3月4日午後から6日にかけて、韓国首都圏の一部地域で携帯電話の時計が突然14時間も遅れたり、直ったと思ったらまた8時間遅くなったり、時計の時間がおかしくなった。

 携帯電話の時計の時間は、衛星を使うので、どの時計よりも正確と信じられている。携帯電話を時計代わりにし、携帯電話で毎朝アラームをセットしている人がほとんどだ。金曜の夜から週末の間だったので何かがおかしいというだけで大きな問題にはならなかったが、もしこのような問題が平日に起きていたら、遅刻したり時間を間違えたりして一騒動起きていたかもしれない。


 通信事業者は携帯電話の時計が狂ったということに気付かず、コールセンターへの問い合わせが届いてから知ったという。放送通信委員会が原因究明に乗り出したところ、衛星から携帯電話に情報を伝えることを妨害する「GPS妨害電波」が発生していたことが分かった。妨害電波によって北朝鮮から近い仁川、ソウル北西地域、京畿道北部にある145カ所の基地局が影響を受けた。時計だけでなく音声通話に雑音が入りよく聞こえなくなる地域もあった。

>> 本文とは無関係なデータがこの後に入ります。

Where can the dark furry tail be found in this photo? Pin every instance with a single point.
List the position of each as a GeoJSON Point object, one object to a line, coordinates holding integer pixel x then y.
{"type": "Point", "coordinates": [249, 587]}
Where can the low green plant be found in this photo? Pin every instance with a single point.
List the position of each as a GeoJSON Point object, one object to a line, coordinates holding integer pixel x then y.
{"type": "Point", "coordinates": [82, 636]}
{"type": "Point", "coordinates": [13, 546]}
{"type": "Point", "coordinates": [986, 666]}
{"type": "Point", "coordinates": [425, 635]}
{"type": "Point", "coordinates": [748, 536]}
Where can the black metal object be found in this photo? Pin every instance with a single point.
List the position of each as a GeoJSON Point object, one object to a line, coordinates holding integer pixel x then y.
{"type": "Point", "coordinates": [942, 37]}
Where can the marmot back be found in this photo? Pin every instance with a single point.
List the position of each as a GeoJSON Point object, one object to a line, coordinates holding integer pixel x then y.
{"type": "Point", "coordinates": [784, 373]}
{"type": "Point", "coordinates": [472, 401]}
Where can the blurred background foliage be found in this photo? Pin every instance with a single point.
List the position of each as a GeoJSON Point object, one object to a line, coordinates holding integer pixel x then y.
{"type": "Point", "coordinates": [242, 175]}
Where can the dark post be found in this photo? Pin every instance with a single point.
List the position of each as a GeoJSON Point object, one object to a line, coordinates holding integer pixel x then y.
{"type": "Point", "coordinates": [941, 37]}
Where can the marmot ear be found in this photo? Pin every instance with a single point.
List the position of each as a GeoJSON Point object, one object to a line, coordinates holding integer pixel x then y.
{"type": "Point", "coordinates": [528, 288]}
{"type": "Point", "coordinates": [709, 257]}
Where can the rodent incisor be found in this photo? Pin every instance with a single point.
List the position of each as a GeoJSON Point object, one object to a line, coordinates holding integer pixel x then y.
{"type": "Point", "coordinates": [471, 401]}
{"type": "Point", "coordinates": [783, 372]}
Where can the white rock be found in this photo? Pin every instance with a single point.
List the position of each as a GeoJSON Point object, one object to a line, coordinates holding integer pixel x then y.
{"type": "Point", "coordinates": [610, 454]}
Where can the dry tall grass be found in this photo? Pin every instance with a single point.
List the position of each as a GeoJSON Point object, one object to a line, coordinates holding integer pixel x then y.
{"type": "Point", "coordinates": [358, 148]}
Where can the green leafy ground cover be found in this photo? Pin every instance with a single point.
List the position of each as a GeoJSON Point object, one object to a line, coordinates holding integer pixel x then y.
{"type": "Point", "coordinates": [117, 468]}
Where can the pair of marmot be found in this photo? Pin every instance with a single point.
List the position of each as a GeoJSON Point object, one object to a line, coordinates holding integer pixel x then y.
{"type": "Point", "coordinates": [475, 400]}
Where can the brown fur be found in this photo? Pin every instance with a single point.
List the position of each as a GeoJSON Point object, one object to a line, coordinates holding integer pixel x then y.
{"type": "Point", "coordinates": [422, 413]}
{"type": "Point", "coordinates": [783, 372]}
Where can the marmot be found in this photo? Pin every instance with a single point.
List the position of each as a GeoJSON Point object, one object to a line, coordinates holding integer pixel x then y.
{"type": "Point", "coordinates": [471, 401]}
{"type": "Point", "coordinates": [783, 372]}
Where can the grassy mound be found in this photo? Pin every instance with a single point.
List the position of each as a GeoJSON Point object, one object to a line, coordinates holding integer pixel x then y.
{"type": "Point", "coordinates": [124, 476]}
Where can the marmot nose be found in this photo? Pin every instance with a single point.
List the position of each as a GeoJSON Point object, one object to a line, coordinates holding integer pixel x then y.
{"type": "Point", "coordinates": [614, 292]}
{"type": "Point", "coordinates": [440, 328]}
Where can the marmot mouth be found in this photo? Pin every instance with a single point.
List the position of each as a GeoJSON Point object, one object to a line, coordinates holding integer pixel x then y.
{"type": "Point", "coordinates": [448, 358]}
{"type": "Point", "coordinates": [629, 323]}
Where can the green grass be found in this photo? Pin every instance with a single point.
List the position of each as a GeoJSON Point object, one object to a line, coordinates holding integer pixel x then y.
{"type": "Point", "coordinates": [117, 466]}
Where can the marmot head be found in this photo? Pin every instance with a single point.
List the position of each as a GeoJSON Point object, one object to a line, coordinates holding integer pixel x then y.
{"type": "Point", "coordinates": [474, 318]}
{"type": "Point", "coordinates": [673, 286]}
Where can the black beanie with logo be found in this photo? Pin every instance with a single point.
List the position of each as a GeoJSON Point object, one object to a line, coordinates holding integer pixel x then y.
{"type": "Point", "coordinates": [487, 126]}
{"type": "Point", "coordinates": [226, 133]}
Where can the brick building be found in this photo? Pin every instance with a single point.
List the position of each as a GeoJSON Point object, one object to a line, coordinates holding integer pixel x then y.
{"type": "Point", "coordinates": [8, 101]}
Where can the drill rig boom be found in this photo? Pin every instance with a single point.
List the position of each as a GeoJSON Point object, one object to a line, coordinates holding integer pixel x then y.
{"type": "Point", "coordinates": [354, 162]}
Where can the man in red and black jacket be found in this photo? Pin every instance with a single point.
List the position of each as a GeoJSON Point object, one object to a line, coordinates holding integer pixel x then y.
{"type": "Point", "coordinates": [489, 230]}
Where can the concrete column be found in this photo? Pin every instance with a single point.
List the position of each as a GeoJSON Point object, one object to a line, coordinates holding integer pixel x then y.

 驚いたことにその妨害電波を発信した位置を追跡したところ、北朝鮮のケソン周辺地域だった。砲撃事件以降、北朝鮮がまた韓国を攻撃しようと準備しているのではないかという不安が国中に広がった。ちょうど2月28日から3月10日まで北朝鮮が反対した米軍との連合訓練が実施されているだけに、攻撃の前兆ではないかと思われた。韓国軍の計測器や一部の装備も障害が発生したというニュースがあったからだ。昨年8月にも米軍との連合訓練の間に、北朝鮮からGPS妨害電波が発信されたことがある。


 しかしGPS妨害電波は継続的ではなく途切れ途切れだったことや、電波がそれほど強くなかったことから、北朝鮮が海外から仕入れたGPS電波妨害装置をテストしていただけで、韓国に影響を与えようという意図はなかったのかもしれないと分析された。また韓国軍が「これぐらいのGPS妨害電波は十分制御できる範囲内なので問題ない」と話したというニュースもあったので安心した。


 毎日使っている携帯電話の時計が狂ってしまうなんて想像もしていなかったことなのに、それが北朝鮮からの電波妨害によって起きただなんて。分断国家といっても北朝鮮という存在をあまり意識することなく生きている中、一般の人にまでこういう影響が出るとはちょっと怖い。


 北朝鮮問題はこれで終わりではない。同じく3月4日にはDDoS攻撃(標的のコンピューターに大量のパケットを送りつけたりして障害を起こす)もあった。政府機関、国防部、統一部、国家情報院、金融機関、ポータルサイトなどが対象になった。2009年7月7日に莫大な被害が発生した「77DDoS大乱」のときも北朝鮮が背後にいるのではないかと疑われた。民間企業に対するDDOS攻撃は日常茶飯事だが、政府機関に対する攻撃はこの「77DDoS大乱」以来初めてということも北朝鮮背後説を煽っている。北朝鮮の逓信省が中国内で使っているIPアドレスが攻撃に使われたといったニュースもあったものの、正式には北朝鮮の仕業とは断定できないとされている。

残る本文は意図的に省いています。